Response to light was found to be strain-specific (Fig. 3b), with no significant differences between the different life cycle phases (p value = 0.383). For example, only HET PLY182g and HOL RCC1203 display growth inhibition at 150 µE m−2 s−1, while the other strains do not. We note that our tested irradiance values are much lower than potentially experienced in situ, which can reach over 1000 µE m−2 s−1 in surface waters (Laliberté et al.2016).

3.3 Maximum specific growth rates

Our light and temperature optima experiments suggest that overall HOL maximum growth rates (0.73 ± 0.07 d−1) are significantly higher than HET maximum growth rates (0.56 ± 0.07 d−1, p value < 0.001; Fig. 4).

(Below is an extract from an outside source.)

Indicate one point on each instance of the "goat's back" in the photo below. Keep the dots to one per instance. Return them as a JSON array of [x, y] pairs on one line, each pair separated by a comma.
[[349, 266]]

3.4 Photosynthesis and nitrogen limitation

To test the response of nitrogen limitation on photosynthetic response, we measured HET and HOL cultures under nitrogen-replete and nitrogen-depleted conditions under maintenance conditions (15 °C, µE m−2 s−1). During the nitrogen repletion experiments, HET and HOL cells displayed similar maximal photosynthetic efficiency (Fv/Fm) (p value = 0.056) and higher electron transport rates (ETRs; p value = 0.004). When nitrogen-limited, both HET and HOL strains exhibit a reduced Fv/Fm (Fig. 5). However, this inhibition is significantly higher during the nitrogen-depleted conditions for the HOL strains than for the HET strains (p value < 0.001). Furthermore, the HOL phases show highly reduced ETR during photosynthesis, especially when exposed to high light. These results suggest that the HOL life cycle phase allocates fewer resources towards its photosynthetic machinery when nitrogen-limited, reducing its photosynthetic efficiency and increasing its light inhibition sensitivity. This contrasts with the HET strains, which can maintain high photosynthetic efficiency when nitrogen-depleted.

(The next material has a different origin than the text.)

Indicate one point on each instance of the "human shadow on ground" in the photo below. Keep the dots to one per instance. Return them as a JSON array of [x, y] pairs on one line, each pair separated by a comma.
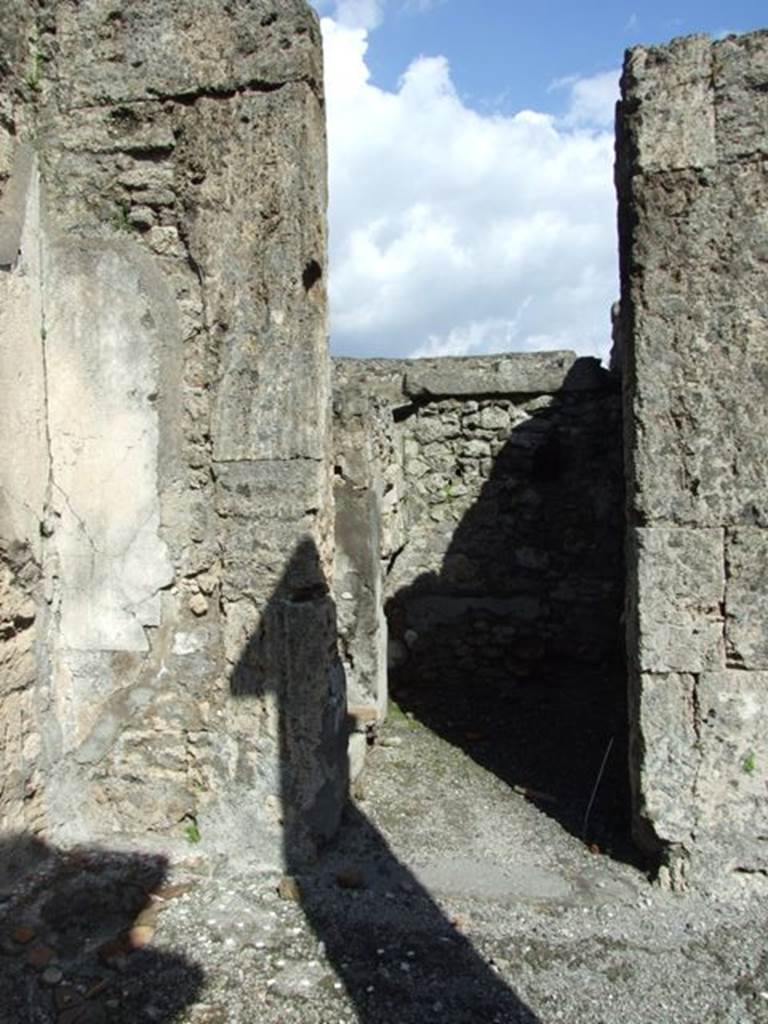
[[74, 927], [515, 646], [392, 947]]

3.5 Nitrogen and genome content

We find that the HET life cycle phase contains twice the DNA content of HOL (Fig. A2), indicating that all strains have a similar genome size and ploidy drives the variations in genome content for the HET and HOL strains investigated in this study. Under nitrogen-replete conditions (Fig. 6a), the genome content accounts for 5 %–15 % (10.7 ± 5.8 %) of the nitrogen budget, varying with the strains and with no significant difference between the phases (Fig. 6b). This percentage is similar to what is observed in diatoms, other algae, and cyanobacteria (Liefer et al.2019; Geider and Roche2002). Notably, however, the minimum nitrogen quotas of the HET and HOL coccolithophore strains are very similar under nitrogen-depleted conditions, with no significant difference between the observed HET and HOL cells (p value = 0.985). Thus for HET to maintain a similar nitrogen quota under nitrogen-depleted conditions, they must restrict other cellular resources. However, what part of the nitrogen demand HET strains reduce is not clear.

https://bg.copernicus.org/articles/21/1707/2024/bg-21-1707-2024-f04

Figure 4Maximum specific growth rates (d−1) of C. braarudii strains at their respective temperature and light optima (N=3). Note that higher maximum specific growth rates are observed for HOL strains.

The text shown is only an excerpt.